Eyano, 71 ans — Kinshasa dans le cœur, Bruxelles dans la vie
Eyano n’est pas rentrée. Ses enfants, ses petits-enfants, ses quarante ans d’amitié sont à Bruxelles. Elle a choisi de rester — pleinement, sans culpabilité.
Sa sœur est morte à Kinshasa l’an dernier. Elle n’a pas pu être là. Ce manque-là ne se guérit pas.
Mais elle a construit une vie réelle ici : une chorale, un cercle de femmes africaines de sa génération, des liens vivants. Et chaque hiver, deux mois à Kinshasa — pour nourrir ses racines sans perdre ses repères.
« Je ne suis pas entre deux chaises. Je suis sur les deux à la fois. C’est ma façon d’être entière. »
La vraie question que vous devez vous poser
Segnon et Eyano ont fait des choix opposés. Et tous les deux vieillissent bien.
Pourquoi ?
Parce qu’ils n’ont pas choisi un pays. Ils ont choisi une vie — et ils l’ont préparée.
Avant de décider où vieillir, posez-vous trois questions simples et honnêtes :
Où sont mes liens réels ? Pas idéaux — mais les liens réels. Les personnes qui seront physiquement présentes quand vous tomberez malade, quand vous serez seul à 3h du matin, quand vous aurez besoin d’une main. C’est là que vous devriez vieillir.

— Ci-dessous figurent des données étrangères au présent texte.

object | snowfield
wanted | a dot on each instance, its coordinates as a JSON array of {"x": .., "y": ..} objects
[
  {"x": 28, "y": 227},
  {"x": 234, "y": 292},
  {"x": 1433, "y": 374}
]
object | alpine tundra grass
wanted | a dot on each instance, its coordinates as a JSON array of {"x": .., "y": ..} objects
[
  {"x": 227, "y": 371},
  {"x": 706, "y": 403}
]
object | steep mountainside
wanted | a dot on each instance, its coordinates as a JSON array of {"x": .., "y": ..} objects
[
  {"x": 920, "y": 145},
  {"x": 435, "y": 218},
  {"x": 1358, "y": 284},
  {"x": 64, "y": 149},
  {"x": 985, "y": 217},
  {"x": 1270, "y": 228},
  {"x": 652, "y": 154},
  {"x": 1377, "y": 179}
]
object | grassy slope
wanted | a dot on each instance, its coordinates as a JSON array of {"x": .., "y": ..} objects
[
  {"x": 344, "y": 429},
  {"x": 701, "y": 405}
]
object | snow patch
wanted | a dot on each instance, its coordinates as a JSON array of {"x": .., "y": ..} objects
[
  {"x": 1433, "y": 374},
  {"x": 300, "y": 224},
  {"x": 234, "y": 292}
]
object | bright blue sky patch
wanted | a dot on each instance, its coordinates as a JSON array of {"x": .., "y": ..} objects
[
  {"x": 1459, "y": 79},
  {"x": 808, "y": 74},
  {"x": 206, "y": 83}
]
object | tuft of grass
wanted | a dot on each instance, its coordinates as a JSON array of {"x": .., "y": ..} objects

Mes revenus tiennent-ils la route là-bas ? Une pension modeste en euros peut offrir une vie digne et confortable au pays. Sans revenus stables, le retour peut devenir un piège. Faites les vrais calculs — pas les calculs optimistes.
Qu’est-ce que je vais faire de mes journées ? La retraite n’est pas des vacances permanentes. C’est une nouvelle vie qui a besoin de sens, d’activité et de rôle social. Que vous restiez ou que vous rentriez, répondez à cette question avant de bouger.
« On ne choisit pas ses racines. Mais on choisit où faire pousser ses branches. » — Sagesse africaine
Il est temps de décider — vraiment
Kofi a encore les clés de sa maison sur le bureau de son frère.
Peut-être que vous avez, vous aussi, une décision en attente depuis trop longtemps. Une maison inachevée. Un billet qu’on n’a jamais réservé. Une conversation avec ses enfants qu’on reporte d’année en année.
Chaque année sans décision est une année sans préparation. Et une retraite non préparée — qu’elle soit au pays ou en diaspora — est une retraite que l’on subit au lieu de la savourer pleinement.
Prenez une feuille. Une heure. Écrivez votre retraite idéale dans ses détails les plus concrets. Où vivez-vous ? Avec qui ? Comment occupez-vous vos journées ? De quoi vivez-vous ?
Puis regardez honnêtement l’écart entre cette image et votre situation aujourd’hui.
Cet écart — c’est votre feuille de route.
Une retraite paisible ne cherche pas le bon pays. Elle cherche la bonne décision. Et cette décision, seul vous pouvez la prendre — mais vous pouvez la prendre dès aujourd’hui.